Assim é o entendimento dos Tribunais, tendo sido, inclusive, pacificado pelo Instituto dos Magistrados de Pernambuco, senão, veja-se.

Enunciado 39-FVC-IMP: "A empresa de factoring não tem direito de ação contra o faturizado pelo simples inadimplemento dos títulos de crédito que lhe foram cedidos, devendo cobrá-los, em nome próprio, diretamente ao devedor"

Enunciado 40-FVC-IMP: "A responsabilidade do faturizado exsurge somente se houver vício de legalidade, legitimidade ou veracidade dos títulos negociados".

Enunciado 41-FVC-IMP: "Restrita a responsabilidade do faturizado à hipótese de vício de legalidade, legitimidade ou veracidade dos títulos negociados, o factor ou faturizador deve perseguir o seu crédito valendo-se de processo de conhecimento".

Enunciado 42-FVC-IMP: "Inexiste causa legítima para a validade de qualquer garantia dada em proteção a contrato de formento mercantil, porquanto não há crédito da empresa de factoring em relação à empresa faturizada”.

Nesse sentido decidem os Tribunais Superiores:

STJ

RESP nº 119.705/RS

COMERCIAL – FACTORING – ATIVIDADE NÃO ABRANGIDA PELO SISTEMA FINANCEIRO NACIONAL – INAPLICABILIDADE DOS JUROS PERMITIDOS ÀS INSTITUIÇÕES FINANCEIRAS.

O Factoring distancia-se de instituição financeira justamente porque SEUS NEGÓCIOS NÃO SE ABRIGAM NO DIREITO DE REGRESSO NEM NA GARANTIA REPRESENTADA POR AVAL OU ENDOSSO.

(...)”

A operação de factoring, face à elevada comissão cobrada pelo faturizador, distingue-se da operação bancária de desconto de títulos, razão pela qual o faturizador assume o risco do não pagamento pelo devedor dos títulos negociados”

(TARGS 194214144 – 3ª Câm.
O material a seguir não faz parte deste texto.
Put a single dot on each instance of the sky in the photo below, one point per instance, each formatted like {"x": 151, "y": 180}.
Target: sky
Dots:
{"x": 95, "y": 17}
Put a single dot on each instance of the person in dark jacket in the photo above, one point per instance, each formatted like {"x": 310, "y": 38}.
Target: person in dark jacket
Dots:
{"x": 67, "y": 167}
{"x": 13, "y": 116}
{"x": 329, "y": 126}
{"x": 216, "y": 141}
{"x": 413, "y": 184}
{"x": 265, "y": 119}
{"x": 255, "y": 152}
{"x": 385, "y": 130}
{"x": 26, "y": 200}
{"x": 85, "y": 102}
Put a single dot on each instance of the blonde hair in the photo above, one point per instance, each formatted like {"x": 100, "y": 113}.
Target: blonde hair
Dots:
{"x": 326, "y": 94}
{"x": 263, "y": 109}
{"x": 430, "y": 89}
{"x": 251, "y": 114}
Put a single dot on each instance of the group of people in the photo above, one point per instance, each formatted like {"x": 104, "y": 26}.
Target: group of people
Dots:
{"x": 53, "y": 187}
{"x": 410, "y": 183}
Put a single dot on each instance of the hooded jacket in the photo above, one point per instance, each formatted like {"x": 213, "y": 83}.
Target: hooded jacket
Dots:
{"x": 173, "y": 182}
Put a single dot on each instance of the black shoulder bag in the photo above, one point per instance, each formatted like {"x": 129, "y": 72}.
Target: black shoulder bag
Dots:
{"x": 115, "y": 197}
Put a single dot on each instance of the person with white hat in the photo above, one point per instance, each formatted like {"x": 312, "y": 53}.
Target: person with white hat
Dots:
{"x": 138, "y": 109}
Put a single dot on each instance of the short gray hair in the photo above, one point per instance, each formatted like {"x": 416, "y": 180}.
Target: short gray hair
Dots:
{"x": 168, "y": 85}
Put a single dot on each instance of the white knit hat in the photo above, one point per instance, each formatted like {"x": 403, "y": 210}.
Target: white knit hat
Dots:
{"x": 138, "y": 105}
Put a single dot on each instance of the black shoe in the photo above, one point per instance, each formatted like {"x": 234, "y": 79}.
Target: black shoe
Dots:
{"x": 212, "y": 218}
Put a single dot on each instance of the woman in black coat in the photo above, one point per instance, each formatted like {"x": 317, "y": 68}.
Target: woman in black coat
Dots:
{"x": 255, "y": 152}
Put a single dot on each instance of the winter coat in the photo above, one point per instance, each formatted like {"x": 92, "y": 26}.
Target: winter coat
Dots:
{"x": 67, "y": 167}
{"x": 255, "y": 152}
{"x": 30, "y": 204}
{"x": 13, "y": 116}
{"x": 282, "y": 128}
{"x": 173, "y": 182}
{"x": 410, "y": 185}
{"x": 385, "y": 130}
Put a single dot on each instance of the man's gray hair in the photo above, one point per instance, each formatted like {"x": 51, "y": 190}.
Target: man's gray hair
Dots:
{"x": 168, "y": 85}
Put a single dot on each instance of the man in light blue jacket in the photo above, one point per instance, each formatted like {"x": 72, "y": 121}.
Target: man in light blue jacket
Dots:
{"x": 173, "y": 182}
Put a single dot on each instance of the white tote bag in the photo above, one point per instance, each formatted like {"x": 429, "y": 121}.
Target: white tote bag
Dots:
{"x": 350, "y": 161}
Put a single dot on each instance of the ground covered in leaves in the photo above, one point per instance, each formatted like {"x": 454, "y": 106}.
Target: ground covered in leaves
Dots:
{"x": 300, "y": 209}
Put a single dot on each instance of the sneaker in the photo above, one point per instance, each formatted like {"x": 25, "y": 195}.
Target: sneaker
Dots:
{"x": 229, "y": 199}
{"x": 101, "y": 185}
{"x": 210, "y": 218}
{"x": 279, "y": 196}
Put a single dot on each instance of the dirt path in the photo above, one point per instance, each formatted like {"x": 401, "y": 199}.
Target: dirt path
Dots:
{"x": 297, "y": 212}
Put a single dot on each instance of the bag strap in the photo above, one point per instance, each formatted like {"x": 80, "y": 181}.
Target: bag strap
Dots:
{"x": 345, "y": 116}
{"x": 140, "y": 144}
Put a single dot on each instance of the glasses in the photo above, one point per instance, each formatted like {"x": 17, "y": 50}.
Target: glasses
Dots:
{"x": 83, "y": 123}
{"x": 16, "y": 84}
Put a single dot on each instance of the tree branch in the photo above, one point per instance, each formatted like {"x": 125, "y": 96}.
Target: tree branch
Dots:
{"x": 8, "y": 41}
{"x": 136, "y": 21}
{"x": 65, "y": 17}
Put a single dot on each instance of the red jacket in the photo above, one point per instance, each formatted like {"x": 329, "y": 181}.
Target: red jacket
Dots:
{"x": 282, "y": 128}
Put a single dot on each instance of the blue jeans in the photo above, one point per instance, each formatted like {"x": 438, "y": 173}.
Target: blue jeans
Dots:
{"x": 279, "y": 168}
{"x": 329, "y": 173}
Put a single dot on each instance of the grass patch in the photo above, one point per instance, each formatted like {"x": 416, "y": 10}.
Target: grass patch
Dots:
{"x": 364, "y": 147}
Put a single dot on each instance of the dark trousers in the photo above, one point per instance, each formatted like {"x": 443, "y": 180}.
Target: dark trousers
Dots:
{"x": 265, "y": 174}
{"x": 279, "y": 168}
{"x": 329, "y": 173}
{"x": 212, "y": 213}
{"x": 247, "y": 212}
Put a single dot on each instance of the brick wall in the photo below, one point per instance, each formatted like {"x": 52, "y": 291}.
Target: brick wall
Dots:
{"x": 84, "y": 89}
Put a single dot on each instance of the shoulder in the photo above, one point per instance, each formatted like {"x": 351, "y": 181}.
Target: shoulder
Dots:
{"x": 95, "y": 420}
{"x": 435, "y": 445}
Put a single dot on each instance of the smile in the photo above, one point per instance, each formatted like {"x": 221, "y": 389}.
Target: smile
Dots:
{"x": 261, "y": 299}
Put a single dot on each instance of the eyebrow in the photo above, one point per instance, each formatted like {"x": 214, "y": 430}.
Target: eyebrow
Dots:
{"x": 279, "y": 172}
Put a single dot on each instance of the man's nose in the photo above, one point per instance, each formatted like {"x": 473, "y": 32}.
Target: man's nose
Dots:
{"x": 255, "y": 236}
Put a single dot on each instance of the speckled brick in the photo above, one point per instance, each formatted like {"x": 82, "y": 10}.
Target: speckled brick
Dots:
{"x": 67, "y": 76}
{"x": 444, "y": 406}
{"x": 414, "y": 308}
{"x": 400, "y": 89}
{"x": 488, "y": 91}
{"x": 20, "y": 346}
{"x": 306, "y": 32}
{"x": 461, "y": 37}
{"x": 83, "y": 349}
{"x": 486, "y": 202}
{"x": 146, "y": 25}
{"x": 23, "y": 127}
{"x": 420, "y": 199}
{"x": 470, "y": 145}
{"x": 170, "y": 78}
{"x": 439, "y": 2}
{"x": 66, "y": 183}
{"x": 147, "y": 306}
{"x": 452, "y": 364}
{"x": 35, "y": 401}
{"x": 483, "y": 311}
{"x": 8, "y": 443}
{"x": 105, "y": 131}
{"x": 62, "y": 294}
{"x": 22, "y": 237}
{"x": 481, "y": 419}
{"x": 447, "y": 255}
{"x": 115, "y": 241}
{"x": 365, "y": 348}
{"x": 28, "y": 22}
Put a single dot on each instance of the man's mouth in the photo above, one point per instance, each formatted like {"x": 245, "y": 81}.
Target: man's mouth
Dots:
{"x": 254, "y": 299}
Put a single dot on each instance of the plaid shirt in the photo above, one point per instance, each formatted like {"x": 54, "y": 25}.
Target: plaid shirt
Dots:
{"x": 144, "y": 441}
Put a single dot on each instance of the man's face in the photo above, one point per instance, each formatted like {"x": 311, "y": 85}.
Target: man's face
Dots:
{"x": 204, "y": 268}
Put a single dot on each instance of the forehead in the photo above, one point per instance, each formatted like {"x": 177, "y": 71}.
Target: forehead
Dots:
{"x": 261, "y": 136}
Cível)

Tratando-se de contrato de factoring, incabível o direito de regresso contra o faturizado, uma vez que, operada a transferência definitiva do crédito, exonera-se de responder pela satisfação da dívida, sendo da essência da avença a responsabilidade do faturizador pelos riscos da impontualidade e da insolvência do sacado”

(TAMG Ap. Cível 1882104/95 – 6ª Câm. Cível)

Por todo o exposto, conclui-se que a factoring é uma cessão de direito. A credora originária transferiu, por via própria, a titularidade dos créditos à facturizadora.

Na esteira da melhor doutrina e jurisprudência, as cedentes-faturizadas não se tornam garantes, quer solidária, quer subsidiariamente pela boa ou má liqüidação dos créditos cedidos.

Se houver inadimplemento, o mesmo deve ser cobrado em nome da facturizadora, diretamente do devedor. Entendemos pela completa ausência de responsabilidade passiva das facturizadas.